Ghanaian News

Why Akufo-Addo wants to rename UDS after Rawlings

President Nana Addo Dankwa Akufo-Addo at the funeral of the late Jerry John Rawlings on Wednesday disclosed that the Rawlings family had accepted the offer to rename the University for Development Studies (UDS), after Rawlings.

Rawlings won the US$50,000 World Food Prize in 1992 for “sustainable end to hunger” and donated that money as seed capital for the establishment of what has become the first university in the Northern Region and fifth public university to be established in Ghana.

The University for Development Studies was set up as a multi-campus institution, with the main campus in Tamale.

It now has branches in Navrongo and Wa and counting.

Ironically, the idea of UDS was conceived during the Dr Hilla Limann administration, a man Rawlings overthrew in the 31 December 1981 coup.

Thus the decision to rename the UDS has always remained controversial.

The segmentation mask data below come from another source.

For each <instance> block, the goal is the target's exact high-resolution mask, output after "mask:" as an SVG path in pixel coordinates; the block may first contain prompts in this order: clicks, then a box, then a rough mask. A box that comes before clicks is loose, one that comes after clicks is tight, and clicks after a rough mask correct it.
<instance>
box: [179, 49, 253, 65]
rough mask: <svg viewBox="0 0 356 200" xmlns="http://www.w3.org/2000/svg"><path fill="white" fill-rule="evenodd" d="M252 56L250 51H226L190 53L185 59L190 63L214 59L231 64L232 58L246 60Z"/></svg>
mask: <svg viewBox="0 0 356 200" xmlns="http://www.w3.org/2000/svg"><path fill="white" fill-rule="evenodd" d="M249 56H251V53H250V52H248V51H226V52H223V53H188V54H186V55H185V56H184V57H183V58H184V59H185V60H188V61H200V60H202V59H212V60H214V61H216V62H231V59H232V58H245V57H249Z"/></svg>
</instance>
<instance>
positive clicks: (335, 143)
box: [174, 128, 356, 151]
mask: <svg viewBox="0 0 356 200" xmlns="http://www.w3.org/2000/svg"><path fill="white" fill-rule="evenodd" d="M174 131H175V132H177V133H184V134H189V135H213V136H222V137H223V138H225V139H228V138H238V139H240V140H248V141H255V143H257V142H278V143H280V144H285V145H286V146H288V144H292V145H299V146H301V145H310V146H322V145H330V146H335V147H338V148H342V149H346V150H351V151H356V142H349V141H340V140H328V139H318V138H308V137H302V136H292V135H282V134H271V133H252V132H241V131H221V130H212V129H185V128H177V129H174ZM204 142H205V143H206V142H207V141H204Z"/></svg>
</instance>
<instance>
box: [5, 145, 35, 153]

However, in a tribute read at the final day of the four-day funeral for Rawlings in Accra, President Akufo-Addo said that although the former military cum civilian leader declined the offer to rename the UDS after him in 2017, the offer has since found favour with his family.

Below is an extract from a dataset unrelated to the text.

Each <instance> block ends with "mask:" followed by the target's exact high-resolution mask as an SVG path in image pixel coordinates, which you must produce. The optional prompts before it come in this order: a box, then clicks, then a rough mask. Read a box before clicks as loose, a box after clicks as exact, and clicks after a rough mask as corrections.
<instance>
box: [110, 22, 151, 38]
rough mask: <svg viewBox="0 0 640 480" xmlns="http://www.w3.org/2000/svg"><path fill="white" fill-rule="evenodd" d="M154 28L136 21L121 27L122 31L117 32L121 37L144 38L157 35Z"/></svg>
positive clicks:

Therefore, the necessary formalities will be carried out to rename the UDS as Jerry John Rawlings University for Development Studies.

Meanwhile, when the matter was reignited in 2019, Jerry John Rawlings in a statement signed and issued on Tuesday, April 9, 2019, by Kobina Andoh Amoakwa from the Communications Directorate of former President’s Rawlings’s office, expressed disinterest in the matter.

“The former President has taken particular note of the plan to re-name four universities after eminent Ghanaian personalities, including the naming of the University [for] Development Studies (UDS) after him,” the statement said.

It added: “When the proposal for the naming of the UDS was first brought to the former President’s attention by the Education Minister in 2017, he thanked the President and the government for the honour, but politely declined the offer because he had a long-standing principle not to have national monuments and facilities named after him”.

“Indeed, in November 2015 when the then government of the day offered to name the Offshore Cape Three Points Floating, Production, Storage and Offloading (FPSO) vessel after him he turned down the offer as well,” it added.